The Fat Chick Who Played Tracy Turnblad is Most Probably Racist
GO

Eva Herzigova in GQ
GO

More Homemade Bombs
GO

Hot Fake Tits Sell Rum in Brazil
GO

Jesse McCartney Shows His Ass
GO

Guiness’ Porno Ad Campaign
GO

Hot Slut Sychronized Swimming Team
GO

Playboy Sluts Do Coney Island
GO

Russian Sluts Break Bikini Records
GO

Alter Girl Turns Pornstar…Like All Good Followers of Christ….
GO

Web Sluts Who Do a Job Right
GO

Find the Best Porn Galore
GO

Some Montreal Bitch in a See Through Outfit
GO

Posted in:stepLINKS

2008

05

Aug

Britney Spears Leaving a Gym Wearing a Bra of the Day

Britney Spears has really made a comeback and that upsets me. I was so happy when I found out that she wasn’t this cookie cutter popstar and actually had some mental issues, that I now think were just staged and an extension of being a lazy rich brat and not actual mental illness, and I hate seeing her leaving the gym everyday, slowly getting back to where she once was, becasue I like my women crazy. I am talking feces throwing, running around naked crazy because crazy girls are crazy in bed and well put together, mentally stable girls are just fuckin’ boring. So, I need a girl who pisses herself in public places just because she feels like it and smells like a men’s washroom without a urinal cake at all times because the snowsuit she wears in the middle of summer hasn’t been washed in a decade, just because I know she’ll be too busy punching herself in the face to say no to me.

Posted in:Bra|Britney Spears|Gym

2008

05

Aug

Rihanna and Chris Brown Rock the Hot Tub of the Day

Here are some shitty pictures of Rihanna and Chris Brown in a hot tub and I am not just saying that because they are brown. I am saying it because my idea of a hot tub party is a lot dirtier than this tame zoo shit, like the kind of thing that gives you AIDS and not by having sex with a monkey, but by having sex with lots of dirty girls while they are having sex with each other, like what you see in a porno but more realistic because I’d be in it and my small penis would never get cast in a real life porno, just the ones in my head….

Posted in:Chris Brown|Hot Tub|Rihanna

2008

05

Aug

Jordan’s Down Blouse Tits of the Day

I know that face all too well, it’s the sign that the roofies haven’t kicked in as strong as you wanted the to and you know you only have a few minutes to throw the slut over the club’s toilet and give it to her proper before she comes to her senses and starts to fight back, leaving you with a broken nose, a possible ciminal record, embarassment in front of all the clubgoers who witness the scene and judge you but even worse, a bad case of blue balls.

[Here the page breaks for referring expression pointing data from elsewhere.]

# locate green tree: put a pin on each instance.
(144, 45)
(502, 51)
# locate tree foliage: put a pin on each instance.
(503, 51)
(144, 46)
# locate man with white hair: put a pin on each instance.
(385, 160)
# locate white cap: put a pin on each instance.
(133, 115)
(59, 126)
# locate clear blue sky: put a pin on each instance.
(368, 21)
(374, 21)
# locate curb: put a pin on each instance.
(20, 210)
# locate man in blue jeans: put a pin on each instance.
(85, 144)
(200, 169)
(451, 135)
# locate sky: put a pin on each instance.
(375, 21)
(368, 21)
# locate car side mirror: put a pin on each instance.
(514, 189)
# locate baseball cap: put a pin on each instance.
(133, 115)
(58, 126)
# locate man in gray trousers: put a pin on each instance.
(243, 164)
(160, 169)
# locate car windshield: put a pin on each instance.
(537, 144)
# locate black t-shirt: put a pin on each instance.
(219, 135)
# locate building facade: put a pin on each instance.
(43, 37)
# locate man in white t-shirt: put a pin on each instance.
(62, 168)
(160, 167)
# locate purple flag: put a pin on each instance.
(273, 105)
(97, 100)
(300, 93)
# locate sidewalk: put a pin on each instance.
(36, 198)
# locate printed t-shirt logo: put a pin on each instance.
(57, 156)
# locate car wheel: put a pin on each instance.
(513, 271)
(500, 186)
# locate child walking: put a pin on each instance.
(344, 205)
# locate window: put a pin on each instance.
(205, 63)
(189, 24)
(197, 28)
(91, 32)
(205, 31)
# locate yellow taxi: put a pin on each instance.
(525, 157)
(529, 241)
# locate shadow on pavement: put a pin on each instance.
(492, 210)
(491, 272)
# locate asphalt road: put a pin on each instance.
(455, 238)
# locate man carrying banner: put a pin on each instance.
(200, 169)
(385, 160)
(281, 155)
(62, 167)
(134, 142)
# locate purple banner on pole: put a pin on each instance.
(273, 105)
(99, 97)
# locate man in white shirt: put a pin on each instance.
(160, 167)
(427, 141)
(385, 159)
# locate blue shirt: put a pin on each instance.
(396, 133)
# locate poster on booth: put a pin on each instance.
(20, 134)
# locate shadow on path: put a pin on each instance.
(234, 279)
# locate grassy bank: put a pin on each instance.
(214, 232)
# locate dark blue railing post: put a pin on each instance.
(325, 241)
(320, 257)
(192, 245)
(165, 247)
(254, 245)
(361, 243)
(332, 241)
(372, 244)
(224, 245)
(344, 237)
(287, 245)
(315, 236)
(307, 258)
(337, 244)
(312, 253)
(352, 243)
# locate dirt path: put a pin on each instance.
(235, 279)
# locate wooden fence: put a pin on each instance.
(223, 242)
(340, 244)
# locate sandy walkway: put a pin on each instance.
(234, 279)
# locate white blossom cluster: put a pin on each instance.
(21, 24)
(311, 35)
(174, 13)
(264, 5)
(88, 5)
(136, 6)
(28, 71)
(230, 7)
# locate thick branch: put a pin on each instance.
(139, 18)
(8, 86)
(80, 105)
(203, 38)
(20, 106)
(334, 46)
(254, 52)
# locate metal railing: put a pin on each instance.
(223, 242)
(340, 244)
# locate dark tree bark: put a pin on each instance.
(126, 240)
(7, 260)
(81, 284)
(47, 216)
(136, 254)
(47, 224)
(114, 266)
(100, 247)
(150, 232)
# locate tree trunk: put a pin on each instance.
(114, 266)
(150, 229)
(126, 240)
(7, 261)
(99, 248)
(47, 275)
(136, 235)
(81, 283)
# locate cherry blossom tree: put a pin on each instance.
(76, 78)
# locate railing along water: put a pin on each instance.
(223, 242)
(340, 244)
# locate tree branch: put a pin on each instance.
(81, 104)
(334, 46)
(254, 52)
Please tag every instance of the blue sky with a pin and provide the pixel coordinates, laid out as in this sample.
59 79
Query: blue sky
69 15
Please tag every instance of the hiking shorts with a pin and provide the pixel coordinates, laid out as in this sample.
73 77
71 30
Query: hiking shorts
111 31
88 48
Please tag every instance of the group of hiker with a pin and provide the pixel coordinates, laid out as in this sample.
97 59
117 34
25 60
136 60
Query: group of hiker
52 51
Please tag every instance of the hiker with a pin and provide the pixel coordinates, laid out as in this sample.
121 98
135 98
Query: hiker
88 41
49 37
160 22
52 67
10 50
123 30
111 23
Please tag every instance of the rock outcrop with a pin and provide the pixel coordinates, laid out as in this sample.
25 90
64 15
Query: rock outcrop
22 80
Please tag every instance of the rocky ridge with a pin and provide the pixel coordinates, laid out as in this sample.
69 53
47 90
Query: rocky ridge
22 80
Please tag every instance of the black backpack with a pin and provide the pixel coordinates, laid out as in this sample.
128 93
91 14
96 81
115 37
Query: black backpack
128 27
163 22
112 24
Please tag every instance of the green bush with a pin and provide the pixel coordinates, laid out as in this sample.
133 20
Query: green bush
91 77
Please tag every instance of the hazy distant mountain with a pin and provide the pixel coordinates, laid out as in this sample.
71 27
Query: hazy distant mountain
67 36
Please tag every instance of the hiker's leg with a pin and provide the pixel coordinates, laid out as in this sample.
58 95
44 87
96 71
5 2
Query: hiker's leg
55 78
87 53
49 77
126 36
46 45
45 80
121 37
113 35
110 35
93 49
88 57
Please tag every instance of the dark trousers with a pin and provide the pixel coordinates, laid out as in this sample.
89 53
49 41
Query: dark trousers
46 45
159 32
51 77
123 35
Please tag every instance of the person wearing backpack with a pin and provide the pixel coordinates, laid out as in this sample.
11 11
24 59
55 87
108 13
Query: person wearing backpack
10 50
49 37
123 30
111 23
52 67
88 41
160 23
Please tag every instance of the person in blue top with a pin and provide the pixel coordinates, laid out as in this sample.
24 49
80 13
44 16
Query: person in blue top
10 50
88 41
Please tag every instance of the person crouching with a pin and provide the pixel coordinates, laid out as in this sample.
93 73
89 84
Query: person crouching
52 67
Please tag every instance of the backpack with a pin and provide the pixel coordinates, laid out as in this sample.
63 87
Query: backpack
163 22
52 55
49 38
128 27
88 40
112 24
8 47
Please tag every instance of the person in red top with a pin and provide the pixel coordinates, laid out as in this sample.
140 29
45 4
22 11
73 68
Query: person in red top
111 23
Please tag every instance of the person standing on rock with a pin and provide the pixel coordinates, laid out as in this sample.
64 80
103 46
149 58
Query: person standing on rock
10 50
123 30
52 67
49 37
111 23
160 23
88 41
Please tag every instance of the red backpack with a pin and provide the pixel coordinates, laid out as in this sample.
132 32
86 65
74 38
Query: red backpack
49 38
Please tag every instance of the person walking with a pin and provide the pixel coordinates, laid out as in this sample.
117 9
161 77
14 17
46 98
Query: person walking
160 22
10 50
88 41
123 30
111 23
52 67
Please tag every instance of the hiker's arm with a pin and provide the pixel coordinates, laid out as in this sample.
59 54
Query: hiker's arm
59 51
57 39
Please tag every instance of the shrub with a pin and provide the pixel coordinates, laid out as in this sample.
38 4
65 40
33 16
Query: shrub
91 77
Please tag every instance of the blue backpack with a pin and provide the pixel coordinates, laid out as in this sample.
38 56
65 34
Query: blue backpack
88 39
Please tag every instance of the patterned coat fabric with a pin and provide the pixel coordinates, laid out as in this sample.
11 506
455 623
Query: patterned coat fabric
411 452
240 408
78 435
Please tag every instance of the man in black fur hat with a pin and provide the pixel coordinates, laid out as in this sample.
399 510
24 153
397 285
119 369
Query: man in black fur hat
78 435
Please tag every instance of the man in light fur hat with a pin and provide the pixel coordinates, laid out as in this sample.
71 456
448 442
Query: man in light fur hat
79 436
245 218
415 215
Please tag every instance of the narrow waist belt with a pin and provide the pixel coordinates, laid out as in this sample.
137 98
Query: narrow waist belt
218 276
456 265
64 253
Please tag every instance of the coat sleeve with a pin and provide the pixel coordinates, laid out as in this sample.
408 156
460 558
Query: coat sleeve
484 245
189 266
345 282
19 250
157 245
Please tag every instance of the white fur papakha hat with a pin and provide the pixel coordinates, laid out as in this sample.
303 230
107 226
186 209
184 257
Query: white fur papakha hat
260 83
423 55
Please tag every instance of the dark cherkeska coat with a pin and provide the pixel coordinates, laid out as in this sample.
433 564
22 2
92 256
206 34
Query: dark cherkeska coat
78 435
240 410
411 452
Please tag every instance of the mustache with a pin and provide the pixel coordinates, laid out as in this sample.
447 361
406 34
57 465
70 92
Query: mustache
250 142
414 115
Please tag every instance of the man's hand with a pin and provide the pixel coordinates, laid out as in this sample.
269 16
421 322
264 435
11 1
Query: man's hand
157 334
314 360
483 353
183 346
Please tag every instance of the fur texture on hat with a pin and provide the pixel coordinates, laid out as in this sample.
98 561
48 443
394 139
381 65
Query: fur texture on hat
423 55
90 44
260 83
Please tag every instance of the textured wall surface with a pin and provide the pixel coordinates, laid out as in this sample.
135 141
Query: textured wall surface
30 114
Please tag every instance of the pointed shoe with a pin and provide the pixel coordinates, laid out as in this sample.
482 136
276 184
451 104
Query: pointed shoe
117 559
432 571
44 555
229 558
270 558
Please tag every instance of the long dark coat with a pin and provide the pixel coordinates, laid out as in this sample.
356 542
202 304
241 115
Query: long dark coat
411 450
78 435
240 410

Either way, Jordan was out with her fake tits the other day and I figured it’s only right to post them since she’s put so much time, energy and money into them, it’s like they are her own kind of national momument only instead of being a country, she’s just a whore and her tits are really the only reason she’s famous and they aren’t even anything special they are just more like something you look at and wonder what went wrong in her life to make her put that much importance on something so stupid.

Posted in:Jordan|Katie Price|Tits

2008

05

Aug

Hayden Panettiere and Her Yoga Pants of the Day

I am posting these picturs of Hayden “built like a fridge” Panettiere because she is in yoga pants and seeing her in yoga pants makes me laugh because she’s looks about as flexible as a Christopher Reeves.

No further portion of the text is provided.